Juan Martín Posadas
Juan Martín Posadas

El regreso a casa

La campaña electoral empezó interesante: ahora está irritante. A riesgo de que lo que voy a escribir se lo lleve el ruido, me voy a ocupar de lo que el historiador Fernand Braudel llamaba los trazos largos, indispensables para interpretar la historia.

Los dirigentes políticos de peso son los durables, aquellos que en la sucesión de cien batallas ganadas y perdidas han ido entendiendo primero y reproduciendo después los trazos permanentes del sentir nacional o de la identidad oriental. Esas líneas permanentes o formas básicas de ser son como corrientes de agua subterránea que a veces afloran y se ven y otras se hunden y desaparecen pero siempre están. Una de ellas, a la que se han referido importantes intérpretes del Uruguay (Real de Azúa, Rama, Pivel Devoto y otros) es la que, según el caso, es aludida como medianía, equilibrio, desaprobación de los extremos y otros sinónimos. Ese rasgo forma parte del Uruguay esencial.

En lo que es pertinente a la situación de hoy eso aparece y se muestra como un deseo-propósito de que sea restablecido un equilibrio político y volver a un país en el que no haya un ganador que tenga todo y los demás nada. Es evidente que, hace ya varios períodos de gobierno, el que ganó las elecciones -el Frente Amplio- tiene la suma del poder político y, además, toma como normal y justo que así sea. De una forma u otra, por diversos caminos, el uruguayo está percibiendo que esa concentración de poder está mal, que no solo es inconveniente en un plano teórico sino que le ha empezado a molestar personalmente.

La historia del Uruguay, mirada en los trazos largos como aconseja Braudel, nos muestra un país discutidor, peleador incluso, pero acuerdista.

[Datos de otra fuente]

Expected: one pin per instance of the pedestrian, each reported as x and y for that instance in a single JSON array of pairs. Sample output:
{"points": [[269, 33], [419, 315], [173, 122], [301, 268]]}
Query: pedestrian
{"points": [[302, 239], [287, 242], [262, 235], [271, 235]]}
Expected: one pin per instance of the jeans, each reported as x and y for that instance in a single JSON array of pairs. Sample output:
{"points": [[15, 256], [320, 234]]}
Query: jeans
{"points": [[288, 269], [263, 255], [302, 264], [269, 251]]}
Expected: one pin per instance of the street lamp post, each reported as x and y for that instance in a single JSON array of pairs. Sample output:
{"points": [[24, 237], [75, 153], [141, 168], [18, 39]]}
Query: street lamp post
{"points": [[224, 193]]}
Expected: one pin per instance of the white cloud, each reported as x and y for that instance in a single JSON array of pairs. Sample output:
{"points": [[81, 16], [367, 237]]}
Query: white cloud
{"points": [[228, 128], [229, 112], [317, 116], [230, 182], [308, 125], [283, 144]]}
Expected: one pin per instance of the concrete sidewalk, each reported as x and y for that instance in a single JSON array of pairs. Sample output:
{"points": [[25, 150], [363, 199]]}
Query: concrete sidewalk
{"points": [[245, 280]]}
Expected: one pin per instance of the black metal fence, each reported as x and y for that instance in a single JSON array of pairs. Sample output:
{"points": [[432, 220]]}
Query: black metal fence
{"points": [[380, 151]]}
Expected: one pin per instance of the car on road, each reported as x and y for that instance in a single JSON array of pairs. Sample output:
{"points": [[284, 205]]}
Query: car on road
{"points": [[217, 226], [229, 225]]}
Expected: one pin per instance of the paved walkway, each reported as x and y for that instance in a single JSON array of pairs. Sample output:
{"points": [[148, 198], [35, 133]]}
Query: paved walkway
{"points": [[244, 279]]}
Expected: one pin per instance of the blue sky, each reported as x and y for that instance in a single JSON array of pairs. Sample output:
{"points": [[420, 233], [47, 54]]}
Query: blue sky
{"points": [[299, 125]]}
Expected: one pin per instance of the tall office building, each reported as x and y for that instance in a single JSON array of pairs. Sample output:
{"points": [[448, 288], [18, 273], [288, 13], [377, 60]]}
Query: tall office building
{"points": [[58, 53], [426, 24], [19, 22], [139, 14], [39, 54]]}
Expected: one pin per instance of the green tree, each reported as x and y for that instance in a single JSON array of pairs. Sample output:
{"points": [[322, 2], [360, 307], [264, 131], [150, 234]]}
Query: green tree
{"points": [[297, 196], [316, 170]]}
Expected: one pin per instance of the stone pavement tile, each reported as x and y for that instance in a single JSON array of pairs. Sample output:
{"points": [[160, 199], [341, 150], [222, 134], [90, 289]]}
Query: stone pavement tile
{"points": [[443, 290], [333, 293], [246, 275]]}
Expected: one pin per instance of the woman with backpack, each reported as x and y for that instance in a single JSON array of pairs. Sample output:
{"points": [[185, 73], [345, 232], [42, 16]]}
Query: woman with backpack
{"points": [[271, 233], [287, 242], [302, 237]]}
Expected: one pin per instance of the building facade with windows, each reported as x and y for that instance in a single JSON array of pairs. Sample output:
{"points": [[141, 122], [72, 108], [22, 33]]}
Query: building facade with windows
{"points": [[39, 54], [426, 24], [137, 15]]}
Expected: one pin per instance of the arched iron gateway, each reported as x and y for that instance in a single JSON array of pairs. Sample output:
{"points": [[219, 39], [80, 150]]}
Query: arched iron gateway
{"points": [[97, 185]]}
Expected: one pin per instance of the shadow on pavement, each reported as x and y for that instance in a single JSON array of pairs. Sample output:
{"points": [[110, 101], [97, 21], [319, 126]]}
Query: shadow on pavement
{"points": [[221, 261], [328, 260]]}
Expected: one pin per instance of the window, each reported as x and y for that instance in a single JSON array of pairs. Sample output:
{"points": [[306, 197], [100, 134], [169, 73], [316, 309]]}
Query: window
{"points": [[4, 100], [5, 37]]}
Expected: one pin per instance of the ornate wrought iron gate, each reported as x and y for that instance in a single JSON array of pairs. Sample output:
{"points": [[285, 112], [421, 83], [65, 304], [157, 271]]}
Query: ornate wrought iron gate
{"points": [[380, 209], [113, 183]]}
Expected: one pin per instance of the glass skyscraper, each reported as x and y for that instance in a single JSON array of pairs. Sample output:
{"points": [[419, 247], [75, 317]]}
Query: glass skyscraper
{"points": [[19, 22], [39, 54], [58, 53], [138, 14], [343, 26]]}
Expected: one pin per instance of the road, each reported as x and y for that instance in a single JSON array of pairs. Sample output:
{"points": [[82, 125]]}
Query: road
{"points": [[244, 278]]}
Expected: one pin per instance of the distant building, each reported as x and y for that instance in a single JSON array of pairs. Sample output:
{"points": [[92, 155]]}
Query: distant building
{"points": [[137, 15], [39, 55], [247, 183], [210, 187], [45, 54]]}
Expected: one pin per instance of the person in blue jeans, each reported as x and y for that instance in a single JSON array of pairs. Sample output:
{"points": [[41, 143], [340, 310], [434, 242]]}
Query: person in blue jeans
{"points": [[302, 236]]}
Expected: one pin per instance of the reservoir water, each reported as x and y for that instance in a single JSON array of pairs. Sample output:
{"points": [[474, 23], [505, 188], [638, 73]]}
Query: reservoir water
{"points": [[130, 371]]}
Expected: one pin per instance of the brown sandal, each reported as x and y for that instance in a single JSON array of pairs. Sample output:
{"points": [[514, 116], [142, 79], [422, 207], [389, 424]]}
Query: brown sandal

La historia política del Uruguay moderno es una historia de arreglos, de pactos y de coparticipación. Disposición política inteligente de la cual, entre otras cosas, derivó el respeto y el prestigio ganado por nuestro país en la región.

Ese sello de cultura política -que el Frente Amplio fundacional entendía- ha sido dejado de lado por el Frente en el gobierno. El Frente Amplio actual, bebiendo en otras fuentes, sin darse cuenta o concientemente, se siente como partido único, y actúa en consecuencia. Para él el escenario político no está formado por partidos diferentes recogiendo diversas visiones de país sino por un solo auténtico defensor del pueblo, la libertad y la justicia, frente a un hato de oportunistas sin legitimidad ética ni política. Lo dijo Graciela Villar en su primer discurso (antes de que le hicieran callar lo que cree y decir lo que no siente): el asunto es entre oligarquía y pueblo. Hay un dualismo radical, un solo camino, lo demás son engaños. Por lo tanto no hay acuerdo posible. Este Frente Amplio se ha incapacitado para cualquier coalición; se dejó tomar por una concepción “unanimista” y estigmatiza a sus propios miembros que no la comparten (Darío Pérez). Por ese motivo, entre otros, el Frente ha empezado a ser poco confiable para muchos uruguayos que reviven la aversión a que uno tenga todo (el gobierno, los medios oficiales, el aparato burocrático, la enseñanza, etc.). El sabio sentido uruguayo de la paridad (naides es más que naides) está buscando recuperar su lugar.

No hay ningún proyecto en esta campaña electoral, ninguna propuesta de futuro, más sustancial y transformadora para nuestro país, que el compromiso de un gobierno de coalición que plantea y reitera cada día el candidato del Partido Nacional.